À parte tais frustrações, A Teoria de Tudo é o típico filme inglês com história redonda e produção sofisticada. Para o bem e o para o mal, não existem maiores reviravoltas ou inventividades neste longa tradicional feito para agradar a todos e que deverá ser relativo sucesso de público aqui no Brasil. A razão é muito simples: com uma linda trilha sonora do islandês Jóhann Jóhannsson, é uma produção feita para emocionar (mas sem maiores apelações e com uma certa dose de elegância) em função da trajetória de superação de seu protagonista e, claro, do relacionamento entre ele e a esposa. Hawking, inclusive, aprovou o resultado e, após assistir ao filme, escreveu um e-mail para o diretor James Marsh dizendo que a fidelidade da obra foi tanta que, em determinados momentos, tinha a sensação de que estava vendo a si mesmo na tela.
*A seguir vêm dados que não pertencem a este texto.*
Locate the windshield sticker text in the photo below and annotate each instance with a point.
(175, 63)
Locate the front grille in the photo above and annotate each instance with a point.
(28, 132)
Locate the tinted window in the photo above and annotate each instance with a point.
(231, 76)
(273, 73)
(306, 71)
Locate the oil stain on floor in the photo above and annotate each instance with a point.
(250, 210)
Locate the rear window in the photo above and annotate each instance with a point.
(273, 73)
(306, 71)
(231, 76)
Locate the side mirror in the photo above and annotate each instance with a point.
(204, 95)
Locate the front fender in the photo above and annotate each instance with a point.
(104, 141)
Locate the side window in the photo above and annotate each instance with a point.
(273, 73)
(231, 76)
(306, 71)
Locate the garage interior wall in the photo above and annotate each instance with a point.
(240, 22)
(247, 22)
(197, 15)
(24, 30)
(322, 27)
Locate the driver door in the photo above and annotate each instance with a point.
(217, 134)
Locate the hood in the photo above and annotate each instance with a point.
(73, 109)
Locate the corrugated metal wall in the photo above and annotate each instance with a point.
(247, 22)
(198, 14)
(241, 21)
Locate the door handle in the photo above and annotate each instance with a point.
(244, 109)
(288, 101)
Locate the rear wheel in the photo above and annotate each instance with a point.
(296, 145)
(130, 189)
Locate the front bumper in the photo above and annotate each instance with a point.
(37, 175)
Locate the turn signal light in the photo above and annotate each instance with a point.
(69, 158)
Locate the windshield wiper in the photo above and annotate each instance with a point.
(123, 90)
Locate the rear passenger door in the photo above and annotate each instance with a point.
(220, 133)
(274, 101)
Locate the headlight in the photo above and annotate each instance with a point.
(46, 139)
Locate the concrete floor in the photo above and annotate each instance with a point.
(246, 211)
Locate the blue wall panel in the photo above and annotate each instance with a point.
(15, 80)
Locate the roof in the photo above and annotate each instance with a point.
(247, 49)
Ainda que por vezes esticado demais, A Teoria de Tudo tem consciência de que é na figura de Redmayne que se concentra a sua maior força – talvez até demais, o que, em dados momentos, não deixa de limitar a criação do ator, que parece ter apenas a deficiência de Hawking para poder desenvolver em cena (e, nesse sentido, volta a questão de que seria mais interessante ter acompanhado outros momentos de sua vida, em especial a juventude, retratada de forma tão encantadora mas breve). Mas Redmayne sai plenamente inabalado, deixando uma forte impressão no espectador e a certeza de que, mais do que nunca, é um nome para ser acompanhado. Portanto, se dramaticamente A Teoria de Tudo não consegue criar lições mais consistentes e desenvolver emoções com grande criatividade (talvez fruto da veia bastante documental do diretor James Marsh, vencedor do Oscar 2009 de melhor documentário com O Equilibrista), pelo menos acertou ao se entregar ao talento de seu intérprete. Na agenda do ator, mais um projeto promissor já está em andamento: The Danish Girl biografia dirigida por Tom Hooper que mostra a vida do pintor dinamarquês Einar Wegener, o primeiro homem que, ao que tudo indica, foi o primeiro a fazer uma cirurgia de troca de sexo no século XX. Ao que tudo indica, Redmayne veio realmente para ficar.